Is there vacuum outside the container? If so, then you have calculated the work correctly.

From a force balance on the piston, how is mg related to p_a and S? Does the gas pressure change? What is the work in terms of p_a, S, and Δh? What is the initial volume in terms of h₀ and S? What is the final volume in terms of h and S? From the ideal gas law, what is the final temperature in terms of h, h₀, T₀?

 

[charlie05]

yes, there occurs heat exchange, I understand...no vacuum, out is atmospheric pressure...

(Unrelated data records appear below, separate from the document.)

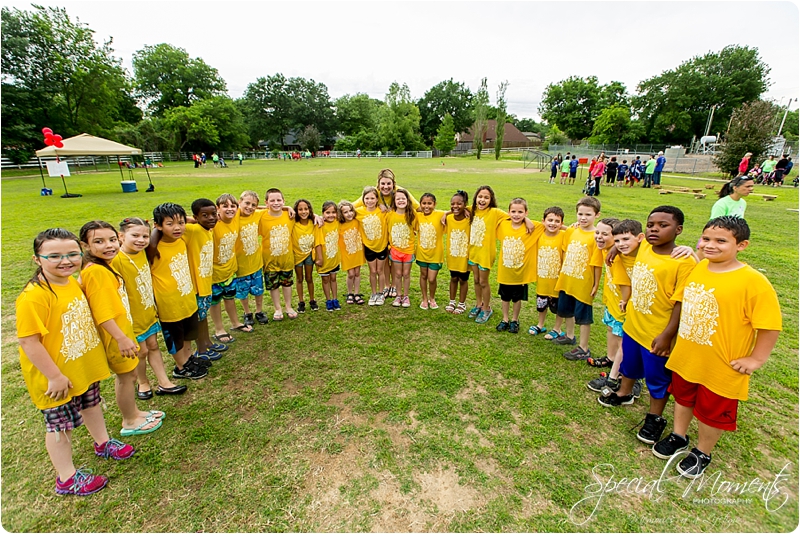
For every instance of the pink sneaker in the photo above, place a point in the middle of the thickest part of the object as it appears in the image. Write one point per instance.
(114, 449)
(83, 482)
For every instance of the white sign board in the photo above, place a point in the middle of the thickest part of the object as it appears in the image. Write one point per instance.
(57, 168)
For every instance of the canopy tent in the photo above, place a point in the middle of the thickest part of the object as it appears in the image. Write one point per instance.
(89, 145)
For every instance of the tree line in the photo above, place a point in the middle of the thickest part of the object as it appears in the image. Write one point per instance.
(54, 73)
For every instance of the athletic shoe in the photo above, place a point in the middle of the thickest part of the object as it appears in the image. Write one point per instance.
(82, 483)
(670, 445)
(652, 429)
(615, 400)
(693, 465)
(114, 449)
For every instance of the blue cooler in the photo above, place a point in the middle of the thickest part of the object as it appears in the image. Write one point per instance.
(129, 186)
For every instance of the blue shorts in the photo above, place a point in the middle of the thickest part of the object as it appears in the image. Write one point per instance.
(154, 329)
(252, 284)
(203, 305)
(473, 264)
(638, 362)
(569, 306)
(616, 326)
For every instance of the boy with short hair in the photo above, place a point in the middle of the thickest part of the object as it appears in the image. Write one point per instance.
(579, 279)
(729, 324)
(249, 277)
(549, 253)
(657, 284)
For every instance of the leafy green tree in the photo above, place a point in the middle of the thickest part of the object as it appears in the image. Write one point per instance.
(445, 97)
(446, 136)
(166, 77)
(675, 105)
(750, 131)
(479, 127)
(500, 117)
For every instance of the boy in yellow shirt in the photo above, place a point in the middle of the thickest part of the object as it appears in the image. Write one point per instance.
(579, 279)
(729, 323)
(657, 284)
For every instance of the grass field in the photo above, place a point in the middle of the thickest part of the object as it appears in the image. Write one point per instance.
(384, 419)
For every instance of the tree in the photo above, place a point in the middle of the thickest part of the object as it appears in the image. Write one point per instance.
(166, 77)
(574, 104)
(481, 103)
(500, 117)
(446, 136)
(445, 97)
(750, 131)
(675, 105)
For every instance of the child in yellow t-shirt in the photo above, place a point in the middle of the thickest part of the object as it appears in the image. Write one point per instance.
(729, 324)
(276, 249)
(549, 253)
(327, 255)
(62, 359)
(430, 249)
(352, 250)
(302, 249)
(108, 301)
(517, 265)
(402, 227)
(131, 264)
(579, 279)
(457, 224)
(249, 275)
(653, 314)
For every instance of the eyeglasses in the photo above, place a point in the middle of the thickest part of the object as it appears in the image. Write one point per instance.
(73, 257)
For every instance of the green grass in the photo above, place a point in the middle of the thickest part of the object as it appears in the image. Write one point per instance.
(384, 419)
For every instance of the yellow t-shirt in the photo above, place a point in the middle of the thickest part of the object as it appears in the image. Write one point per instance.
(225, 237)
(719, 318)
(68, 333)
(200, 250)
(373, 228)
(457, 244)
(517, 264)
(328, 237)
(108, 300)
(482, 232)
(302, 241)
(350, 246)
(577, 270)
(401, 235)
(549, 253)
(172, 283)
(135, 272)
(430, 244)
(657, 283)
(276, 242)
(248, 246)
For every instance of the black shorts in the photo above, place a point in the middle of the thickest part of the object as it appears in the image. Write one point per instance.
(513, 293)
(569, 306)
(547, 303)
(175, 334)
(461, 276)
(371, 255)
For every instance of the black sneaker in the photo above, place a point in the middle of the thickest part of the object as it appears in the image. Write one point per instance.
(615, 400)
(190, 371)
(652, 429)
(693, 465)
(668, 446)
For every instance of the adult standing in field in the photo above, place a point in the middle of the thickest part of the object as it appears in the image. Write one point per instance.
(660, 162)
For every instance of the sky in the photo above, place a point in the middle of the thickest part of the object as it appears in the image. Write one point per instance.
(362, 47)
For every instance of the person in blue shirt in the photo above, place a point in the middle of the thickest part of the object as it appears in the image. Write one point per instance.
(660, 162)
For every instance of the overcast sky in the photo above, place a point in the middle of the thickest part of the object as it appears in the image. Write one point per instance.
(362, 47)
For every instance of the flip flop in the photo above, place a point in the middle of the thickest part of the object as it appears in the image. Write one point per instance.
(140, 430)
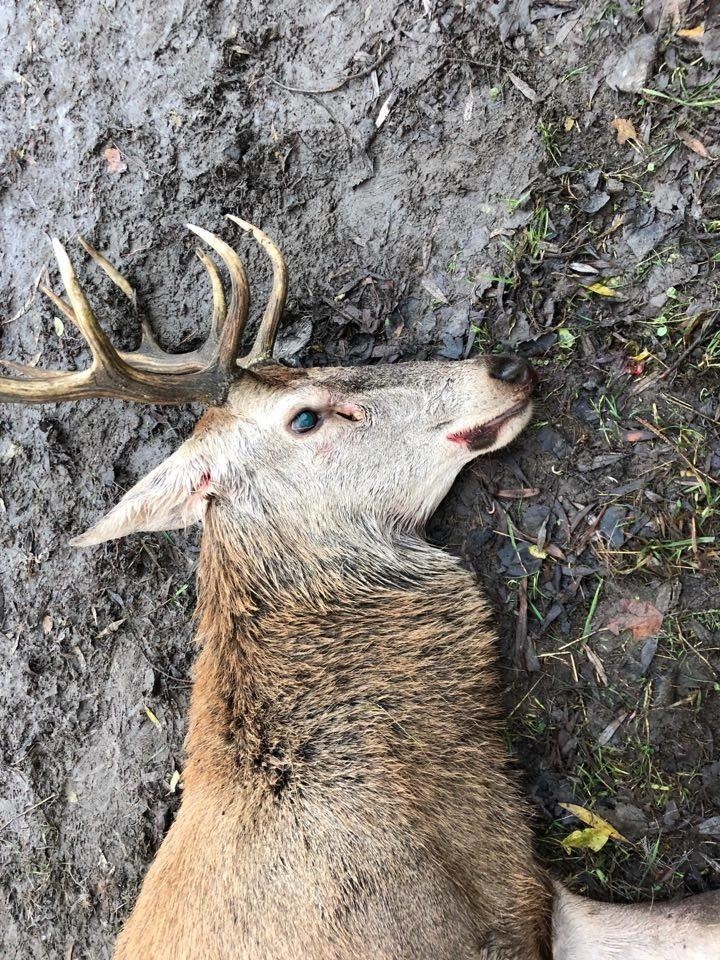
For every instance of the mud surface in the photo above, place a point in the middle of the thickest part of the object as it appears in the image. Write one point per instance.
(467, 193)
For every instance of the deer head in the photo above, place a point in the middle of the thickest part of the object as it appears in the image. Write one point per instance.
(304, 447)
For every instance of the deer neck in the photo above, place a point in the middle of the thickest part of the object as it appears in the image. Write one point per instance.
(294, 622)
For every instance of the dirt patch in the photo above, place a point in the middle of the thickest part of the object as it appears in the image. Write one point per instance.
(464, 190)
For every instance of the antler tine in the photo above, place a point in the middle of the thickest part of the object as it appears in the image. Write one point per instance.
(149, 374)
(219, 305)
(267, 331)
(232, 329)
(105, 356)
(117, 278)
(144, 379)
(149, 347)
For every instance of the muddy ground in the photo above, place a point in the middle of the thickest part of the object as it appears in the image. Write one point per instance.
(457, 187)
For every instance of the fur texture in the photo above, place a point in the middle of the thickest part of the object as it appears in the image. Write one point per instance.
(346, 791)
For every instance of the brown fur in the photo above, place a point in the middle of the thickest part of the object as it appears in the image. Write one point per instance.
(346, 791)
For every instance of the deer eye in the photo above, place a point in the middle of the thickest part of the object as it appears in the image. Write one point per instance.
(304, 421)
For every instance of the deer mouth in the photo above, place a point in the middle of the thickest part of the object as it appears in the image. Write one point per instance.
(487, 434)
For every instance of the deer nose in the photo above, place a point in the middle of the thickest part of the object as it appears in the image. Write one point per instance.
(511, 370)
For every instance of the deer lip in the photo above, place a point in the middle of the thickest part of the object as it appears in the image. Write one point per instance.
(486, 434)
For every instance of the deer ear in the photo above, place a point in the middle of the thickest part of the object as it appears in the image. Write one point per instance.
(172, 496)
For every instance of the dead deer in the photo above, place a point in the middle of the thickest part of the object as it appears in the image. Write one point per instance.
(347, 791)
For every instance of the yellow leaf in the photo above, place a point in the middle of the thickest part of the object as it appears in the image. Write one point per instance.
(624, 130)
(591, 838)
(694, 33)
(592, 820)
(601, 290)
(152, 718)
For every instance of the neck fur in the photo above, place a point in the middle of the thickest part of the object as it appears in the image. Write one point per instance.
(294, 625)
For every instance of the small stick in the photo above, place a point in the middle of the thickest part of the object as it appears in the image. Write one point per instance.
(340, 84)
(24, 813)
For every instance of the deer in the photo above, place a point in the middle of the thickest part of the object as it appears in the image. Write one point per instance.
(347, 791)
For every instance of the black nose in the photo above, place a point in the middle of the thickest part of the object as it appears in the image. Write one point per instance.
(511, 369)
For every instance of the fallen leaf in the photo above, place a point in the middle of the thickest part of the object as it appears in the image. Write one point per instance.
(624, 130)
(693, 33)
(601, 290)
(593, 820)
(641, 617)
(152, 718)
(525, 89)
(597, 664)
(611, 729)
(635, 368)
(114, 160)
(692, 143)
(385, 110)
(518, 493)
(434, 290)
(111, 628)
(591, 838)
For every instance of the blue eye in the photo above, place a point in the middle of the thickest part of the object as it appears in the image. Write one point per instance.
(304, 421)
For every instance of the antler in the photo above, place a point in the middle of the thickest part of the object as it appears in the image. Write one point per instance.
(149, 374)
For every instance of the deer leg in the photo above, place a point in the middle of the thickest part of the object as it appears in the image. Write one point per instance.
(587, 930)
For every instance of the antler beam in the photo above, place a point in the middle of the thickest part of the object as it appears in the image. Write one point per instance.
(149, 374)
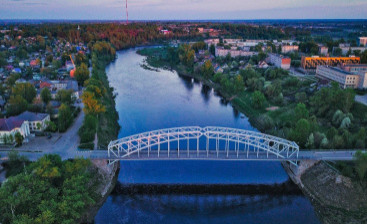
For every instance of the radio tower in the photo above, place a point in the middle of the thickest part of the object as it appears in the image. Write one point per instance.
(127, 14)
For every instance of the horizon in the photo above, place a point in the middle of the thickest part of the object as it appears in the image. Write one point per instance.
(163, 10)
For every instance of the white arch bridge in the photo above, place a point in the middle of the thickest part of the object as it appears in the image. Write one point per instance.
(208, 143)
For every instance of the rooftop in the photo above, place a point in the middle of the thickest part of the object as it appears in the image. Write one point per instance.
(337, 70)
(30, 116)
(8, 124)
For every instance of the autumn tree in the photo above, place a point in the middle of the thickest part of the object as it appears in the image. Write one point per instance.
(65, 96)
(25, 90)
(258, 99)
(81, 74)
(91, 104)
(46, 95)
(207, 69)
(16, 105)
(64, 117)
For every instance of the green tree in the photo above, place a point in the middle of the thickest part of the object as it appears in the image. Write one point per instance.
(361, 165)
(238, 84)
(186, 55)
(300, 112)
(301, 132)
(81, 74)
(17, 104)
(25, 90)
(207, 69)
(18, 138)
(258, 99)
(46, 95)
(65, 96)
(64, 117)
(212, 49)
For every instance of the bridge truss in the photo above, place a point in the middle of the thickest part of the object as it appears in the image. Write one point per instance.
(193, 142)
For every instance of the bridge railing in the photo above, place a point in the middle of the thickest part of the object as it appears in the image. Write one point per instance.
(237, 144)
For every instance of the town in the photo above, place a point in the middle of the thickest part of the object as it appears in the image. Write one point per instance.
(113, 122)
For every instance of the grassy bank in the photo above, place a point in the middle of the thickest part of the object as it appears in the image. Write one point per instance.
(99, 101)
(275, 102)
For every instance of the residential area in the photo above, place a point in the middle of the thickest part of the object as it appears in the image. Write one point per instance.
(41, 86)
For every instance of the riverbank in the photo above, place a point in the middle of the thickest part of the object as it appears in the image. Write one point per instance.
(101, 118)
(337, 199)
(275, 102)
(108, 178)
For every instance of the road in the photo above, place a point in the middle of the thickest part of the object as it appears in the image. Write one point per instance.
(334, 155)
(63, 144)
(362, 99)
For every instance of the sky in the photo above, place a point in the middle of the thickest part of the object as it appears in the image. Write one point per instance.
(183, 9)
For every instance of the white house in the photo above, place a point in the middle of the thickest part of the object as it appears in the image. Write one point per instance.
(10, 126)
(37, 121)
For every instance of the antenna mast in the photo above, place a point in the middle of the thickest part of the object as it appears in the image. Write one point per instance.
(127, 14)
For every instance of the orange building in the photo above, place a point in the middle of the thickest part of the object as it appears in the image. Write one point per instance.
(311, 63)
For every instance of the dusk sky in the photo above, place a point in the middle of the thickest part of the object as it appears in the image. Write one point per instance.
(183, 9)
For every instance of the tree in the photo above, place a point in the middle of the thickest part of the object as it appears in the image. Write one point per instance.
(361, 165)
(212, 49)
(91, 104)
(238, 84)
(51, 126)
(301, 132)
(17, 105)
(207, 69)
(81, 74)
(46, 95)
(65, 96)
(26, 90)
(18, 138)
(301, 97)
(258, 99)
(186, 55)
(64, 117)
(300, 112)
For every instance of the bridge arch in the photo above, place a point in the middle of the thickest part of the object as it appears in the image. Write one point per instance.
(238, 144)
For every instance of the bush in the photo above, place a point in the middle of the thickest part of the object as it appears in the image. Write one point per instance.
(88, 145)
(265, 123)
(258, 99)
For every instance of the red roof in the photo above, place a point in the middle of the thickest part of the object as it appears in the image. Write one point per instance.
(10, 123)
(45, 84)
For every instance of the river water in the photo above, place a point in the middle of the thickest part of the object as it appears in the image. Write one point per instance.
(149, 100)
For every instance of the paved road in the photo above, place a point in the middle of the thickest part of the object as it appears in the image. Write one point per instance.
(64, 144)
(362, 99)
(102, 154)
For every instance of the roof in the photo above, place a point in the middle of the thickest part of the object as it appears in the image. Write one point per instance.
(30, 116)
(336, 69)
(8, 124)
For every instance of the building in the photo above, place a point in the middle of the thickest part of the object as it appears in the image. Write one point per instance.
(289, 48)
(262, 64)
(212, 42)
(279, 61)
(10, 126)
(310, 63)
(323, 50)
(37, 121)
(363, 41)
(344, 78)
(221, 52)
(355, 69)
(69, 66)
(352, 49)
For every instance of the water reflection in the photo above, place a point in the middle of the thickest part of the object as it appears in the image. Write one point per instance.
(149, 100)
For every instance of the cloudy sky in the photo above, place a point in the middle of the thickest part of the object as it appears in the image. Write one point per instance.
(183, 9)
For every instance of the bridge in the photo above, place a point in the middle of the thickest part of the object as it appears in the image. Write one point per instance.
(197, 143)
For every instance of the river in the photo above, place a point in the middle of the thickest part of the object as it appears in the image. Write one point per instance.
(149, 100)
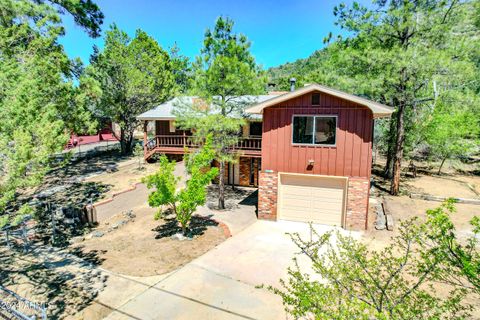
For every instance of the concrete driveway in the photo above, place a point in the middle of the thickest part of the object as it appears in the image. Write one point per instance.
(221, 283)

the initial volume V₀ = S*h₀
the final volume V = S*h

so answer a/ V/V₀ = T/T₀...T = T₀*h/h₀

 

[charlie05]

b/ The first law of thermodynamics
Q = W + ΔU _system

W = F*Δh = m*g*Δh = m*g* ( h-h₀)

ΔU = E_k = 3/2 nRT...?

 

[Chestermiller]

b/ The first law of thermodynamics
Q = W + ΔU _system

W = F*Δh = m*g*Δh = m*g* ( h-h₀)

ΔU = E_k = 3/2 nRT...?

This is on the right track. But, if there is air outside then the work you calculated is not correct. From a force balance on the piston, $$P_aS=P_0S+mg$$where $P_a$ is the gas pressure and $P_0$ is the outside pressure. So the work the gas does on the piston is $$W=P_aS(h-h_0)=(P_0S+mg)(h-h_0)$$

Also, for a diatomic gas, the change in internal energy should be $$\Delta U=\frac{5}{2}nR(T-T_0)$$

 

[charlie05]

aha, thank you, now I see it...
c/ η = W/Q...?

 

[charlie05]

But I have a problem, I do not know molar amount n, I can not therefore calculate ΔU :-(

 

[Chestermiller]

But I have a problem, I do not know molar amount n, I can not therefore calculate ΔU :-(

Really? I think you have enough information to determine n. What do you think?

 

[charlie05]

Can I express it from the initial state?

p_a * S * h₀ = nRT_o... n = (p_a * V₀)/R *T ₀

 

[Chestermiller]

Can I express it from the initial state?

p_a * S * h₀ = nRT_o... n = (p_a * V₀)/R *T ₀

Yes.

 

[charlie05]

Q = W + ΔU = (p₀S + mg ) ( h-h₀ ) + 5/2 R ( T-T0) * ( (p₀Sh₀)/RT₀ )

 

[Chestermiller]

Q = W + ΔU = (p₀S + mg ) ( h-h₀ ) + 5/2 R ( T-T0) * ( (p₀Sh₀)/RT₀ )

The $\Delta U$ should have p_a=p₀, not p₀. And, in that term, you should eliminate T and T₀. Also, in the W term, you should use p_aS in place of (p₀S + mg ).